Objective To examine the risk of major cardiovascular disease associated with non-steroidal anti-inflammatory drugs (NSAIDs) in a large ‘real-world’ contemporary rheumatoid arthritis (RA) cohort.
Methods A longitudinal cohort study was conducted with use of Danish nationwide individual-level registry data on inpatient and outpatient health care provision, pharmacotherapy and income during 1997–2009. 17 320 RA patients were identified and matched with 69 280 controls (4 : 1) by age and sex.
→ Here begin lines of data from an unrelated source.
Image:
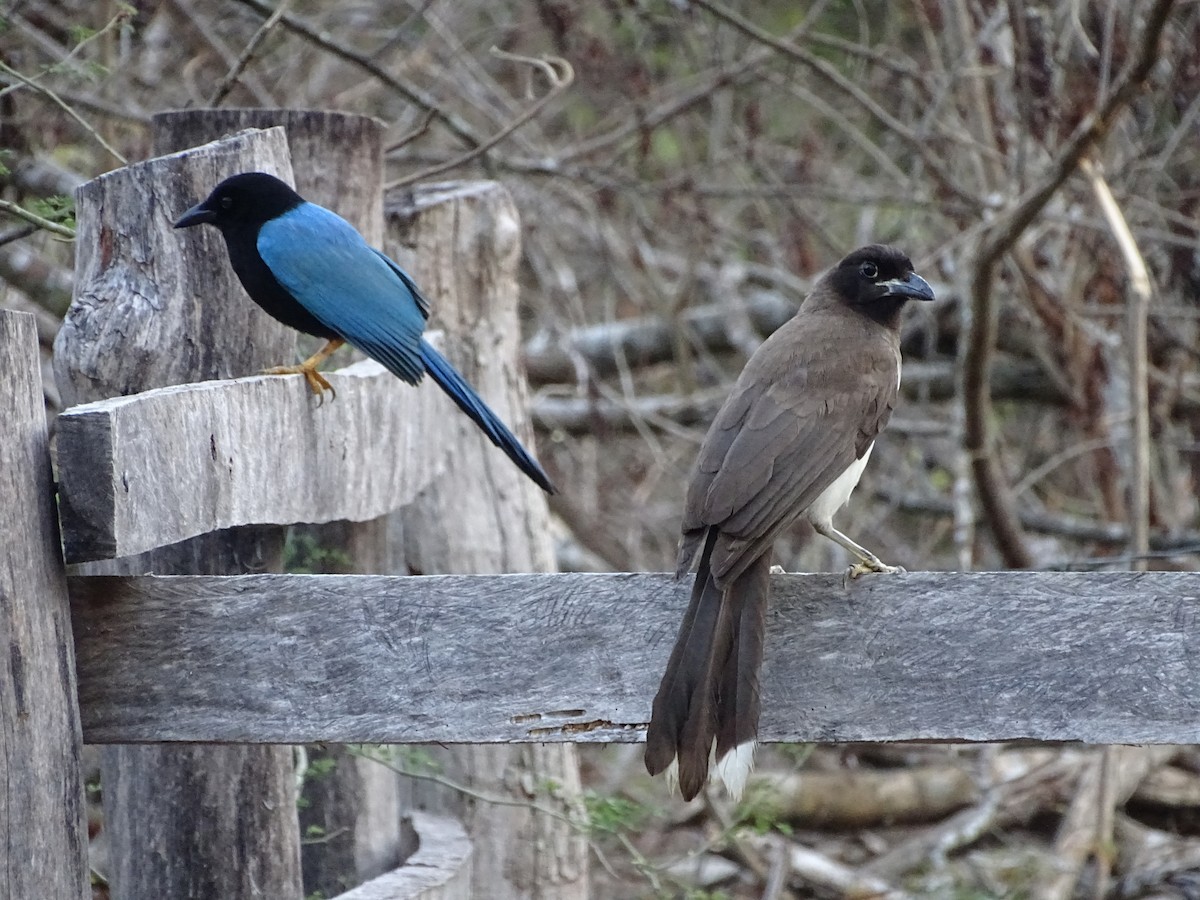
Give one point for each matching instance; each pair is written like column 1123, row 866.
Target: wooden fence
column 255, row 660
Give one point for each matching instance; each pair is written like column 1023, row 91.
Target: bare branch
column 978, row 438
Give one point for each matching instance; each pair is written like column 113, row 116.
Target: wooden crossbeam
column 1098, row 658
column 155, row 468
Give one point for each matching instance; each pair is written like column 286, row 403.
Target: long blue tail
column 469, row 402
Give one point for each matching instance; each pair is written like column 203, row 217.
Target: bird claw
column 317, row 383
column 863, row 568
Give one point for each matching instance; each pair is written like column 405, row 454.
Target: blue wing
column 348, row 286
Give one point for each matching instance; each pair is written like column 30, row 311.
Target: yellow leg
column 317, row 382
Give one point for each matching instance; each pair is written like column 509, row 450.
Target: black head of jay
column 310, row 269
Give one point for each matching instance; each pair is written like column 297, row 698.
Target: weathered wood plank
column 1101, row 658
column 151, row 310
column 159, row 467
column 43, row 837
column 463, row 240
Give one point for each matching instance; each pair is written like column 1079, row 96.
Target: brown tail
column 707, row 706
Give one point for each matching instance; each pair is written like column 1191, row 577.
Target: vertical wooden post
column 353, row 804
column 153, row 307
column 462, row 243
column 43, row 835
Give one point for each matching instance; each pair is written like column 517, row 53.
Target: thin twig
column 46, row 225
column 1138, row 311
column 65, row 107
column 234, row 75
column 559, row 73
column 415, row 96
column 832, row 75
column 409, row 137
column 978, row 437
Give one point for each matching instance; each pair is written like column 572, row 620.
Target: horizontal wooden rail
column 1099, row 658
column 155, row 468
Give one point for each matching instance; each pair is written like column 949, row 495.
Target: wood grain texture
column 43, row 837
column 438, row 870
column 335, row 156
column 159, row 467
column 1099, row 658
column 154, row 307
column 462, row 243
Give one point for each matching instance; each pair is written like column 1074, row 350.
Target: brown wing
column 809, row 402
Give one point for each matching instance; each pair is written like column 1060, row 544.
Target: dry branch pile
column 1038, row 160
NSAID-associated risk of major cardiovascular disease defined as the combined endpoint of myocardial infarction, stroke or cardiovascular mortality was assessed in multivariable survival models.
Results During follow-up (median 4.9 years) 6283 events occurred. The cardiovascular risk associated with overall NSAID use was significantly lower in RA patients than in controls (HR 1.22 (95% CI 1.09 to 1.37) vs 1.51 (1.36 to 1.66), p<0.01). The pattern of lower NSAID-associated risk in RA patients was generally found with the individual NSAIDs investigated. While use of rofecoxib (HR 1.57 (1.16 to 2.12)) and diclofenac (HR 1.35 (1.11 to 1.64)) was associated with increased cardiovascular risk in RA patients, there was no significant risk increase associated with use of other NSAIDs in these patients.
Conclusions The cardiovascular risk associated with NSAID use in RA patients was modest and significantly lower than in non-RA individuals. Moreover, only a few of the individual NSAIDs were associated with increased cardiovascular risk. NSAID use should be assessed in the individual patient based on the indication for pain relief and risk factors for adverse effects, and not automatically be avoided due to concerns of severe cardiovascular outcomes alone.